¿Qué hacemos nunca? -dijo el arriero. Que es lo mismo que si hubiera dicho hagas lo que hagas, mi atareada mula, después de muerta, la cebada al rabo.
Por la cuesta de la melancolía la vieja acémila arrastra sus costillares cargados de alfalfa y costras, frustración y grano. Para los demás, manjares; para la mula cansada, paja y pesares. Los perros del vértigo, látigo en mano, persiguen a la bestia que se da de bruces contra el arcén de la nada. Por sus anteojeras de esparto y miedo los árboles en torbellinos de espanto corren a la desbandada. El animal callado y ciego por un camino en vano hacia la Plaza de la Sombra donde las moscardas en revuelo esperan su carne muerta. A su paso los gorriones se espantan. Una culebra se embucha los huevos de la tortolica tonta. En el jardín de al lado un enjambre de hormigas glotonas se zampan un escarabajo.
¡Ay si la mula hablara! No tendría palabras para describir su lamento. ¿Y si escribiera? Sus letras, como su vista mansa, aspas aceleradas en rotación de molino, gritarían a los vientos su soledad seca de miramiento y agua. Escribiría pesebre acabado es mi cuerpo, y mis huesos, alimento fresco para famélicas ratas.

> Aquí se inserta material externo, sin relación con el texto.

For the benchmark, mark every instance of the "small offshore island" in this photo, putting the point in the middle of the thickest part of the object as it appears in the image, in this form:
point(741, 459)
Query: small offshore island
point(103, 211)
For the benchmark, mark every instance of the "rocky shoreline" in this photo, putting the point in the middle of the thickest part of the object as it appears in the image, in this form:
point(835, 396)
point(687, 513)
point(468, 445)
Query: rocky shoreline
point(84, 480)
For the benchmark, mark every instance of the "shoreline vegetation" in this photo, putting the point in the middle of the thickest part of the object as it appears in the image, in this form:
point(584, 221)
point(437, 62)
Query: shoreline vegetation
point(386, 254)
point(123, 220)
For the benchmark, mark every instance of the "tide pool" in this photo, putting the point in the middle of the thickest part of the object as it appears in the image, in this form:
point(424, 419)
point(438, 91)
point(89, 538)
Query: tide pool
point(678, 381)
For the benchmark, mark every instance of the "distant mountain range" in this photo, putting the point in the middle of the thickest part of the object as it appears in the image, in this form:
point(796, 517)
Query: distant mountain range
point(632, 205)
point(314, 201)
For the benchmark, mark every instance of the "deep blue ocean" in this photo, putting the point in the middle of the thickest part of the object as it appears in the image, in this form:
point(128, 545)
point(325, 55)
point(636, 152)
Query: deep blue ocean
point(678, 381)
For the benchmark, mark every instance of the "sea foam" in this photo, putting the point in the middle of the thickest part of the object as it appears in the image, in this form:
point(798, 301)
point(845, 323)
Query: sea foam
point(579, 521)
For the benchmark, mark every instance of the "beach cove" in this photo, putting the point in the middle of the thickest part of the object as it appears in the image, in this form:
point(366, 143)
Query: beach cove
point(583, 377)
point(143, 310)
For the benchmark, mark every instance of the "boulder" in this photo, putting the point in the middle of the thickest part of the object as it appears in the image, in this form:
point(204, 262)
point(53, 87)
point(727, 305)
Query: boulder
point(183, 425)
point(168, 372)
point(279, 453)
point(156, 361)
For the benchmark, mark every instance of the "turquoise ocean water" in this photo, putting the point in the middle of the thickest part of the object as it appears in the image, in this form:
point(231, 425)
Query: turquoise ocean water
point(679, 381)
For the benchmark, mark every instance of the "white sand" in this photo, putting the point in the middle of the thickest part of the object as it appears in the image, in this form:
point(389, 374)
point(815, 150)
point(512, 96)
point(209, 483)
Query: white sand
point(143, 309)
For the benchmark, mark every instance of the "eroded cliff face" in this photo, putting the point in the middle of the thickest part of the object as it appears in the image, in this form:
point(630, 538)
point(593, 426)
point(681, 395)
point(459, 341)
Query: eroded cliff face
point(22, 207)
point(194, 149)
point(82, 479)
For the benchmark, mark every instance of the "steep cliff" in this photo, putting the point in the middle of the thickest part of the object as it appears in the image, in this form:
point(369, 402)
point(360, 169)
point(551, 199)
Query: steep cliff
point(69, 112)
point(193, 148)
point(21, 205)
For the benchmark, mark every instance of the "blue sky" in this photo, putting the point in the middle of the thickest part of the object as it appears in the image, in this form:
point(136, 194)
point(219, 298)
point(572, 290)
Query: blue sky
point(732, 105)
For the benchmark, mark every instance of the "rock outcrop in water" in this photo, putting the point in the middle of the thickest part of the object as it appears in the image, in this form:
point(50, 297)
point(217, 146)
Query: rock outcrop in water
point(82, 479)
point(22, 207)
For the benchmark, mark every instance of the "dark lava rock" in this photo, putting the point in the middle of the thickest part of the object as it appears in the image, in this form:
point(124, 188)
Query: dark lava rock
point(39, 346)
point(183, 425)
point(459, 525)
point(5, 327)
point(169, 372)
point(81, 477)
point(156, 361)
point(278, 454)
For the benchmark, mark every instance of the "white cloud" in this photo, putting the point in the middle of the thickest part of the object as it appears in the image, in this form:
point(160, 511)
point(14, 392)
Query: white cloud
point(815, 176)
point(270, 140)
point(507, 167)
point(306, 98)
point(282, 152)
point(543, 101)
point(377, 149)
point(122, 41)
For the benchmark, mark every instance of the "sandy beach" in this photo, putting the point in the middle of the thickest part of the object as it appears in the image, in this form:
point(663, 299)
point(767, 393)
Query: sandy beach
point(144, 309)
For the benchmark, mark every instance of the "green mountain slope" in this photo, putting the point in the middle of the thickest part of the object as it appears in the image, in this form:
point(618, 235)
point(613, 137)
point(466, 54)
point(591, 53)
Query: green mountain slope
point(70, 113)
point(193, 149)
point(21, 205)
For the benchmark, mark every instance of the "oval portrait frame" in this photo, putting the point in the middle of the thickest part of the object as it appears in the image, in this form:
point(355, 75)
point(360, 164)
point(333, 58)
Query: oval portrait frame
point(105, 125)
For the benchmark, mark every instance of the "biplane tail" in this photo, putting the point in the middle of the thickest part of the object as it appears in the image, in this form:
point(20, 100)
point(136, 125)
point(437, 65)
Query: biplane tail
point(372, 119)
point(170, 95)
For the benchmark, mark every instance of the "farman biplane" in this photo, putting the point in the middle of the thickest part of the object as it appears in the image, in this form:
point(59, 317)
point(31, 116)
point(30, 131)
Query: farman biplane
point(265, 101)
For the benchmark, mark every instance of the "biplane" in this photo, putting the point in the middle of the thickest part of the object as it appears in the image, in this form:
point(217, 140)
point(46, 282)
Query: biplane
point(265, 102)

Esta mula que oyó un día a su amo, un necio ilustrado, decir que escribir es resucitar de nuevo, cogería el carbón para expulsar su pena, y así librarse de sus aguaeras de plusvalías ajenas y de pulgas llenas. Escribiría dulce establo, cuadra abrigada; pero las letras se le resisten, se estrellan contra el suelo que se resquebraja. Y por sus grietas las letras se cuelan, se las traga la cuesta yerma en una noche lluviosa de un viernes santo cualquiera. E insiste la terca mula. Y antes de caer abatida entierra una de sus herraduras, la que de tan gastada parece plata, junto al desaguadero de la fuente blanca.
Luego el mulero, después de sacrificarla, la echará de menos:
Dime, mula del alma, del hierro aquel de tus fatigas pisoteadas que plantaste a la vera de tu agonía, ¿nunca brotará nada?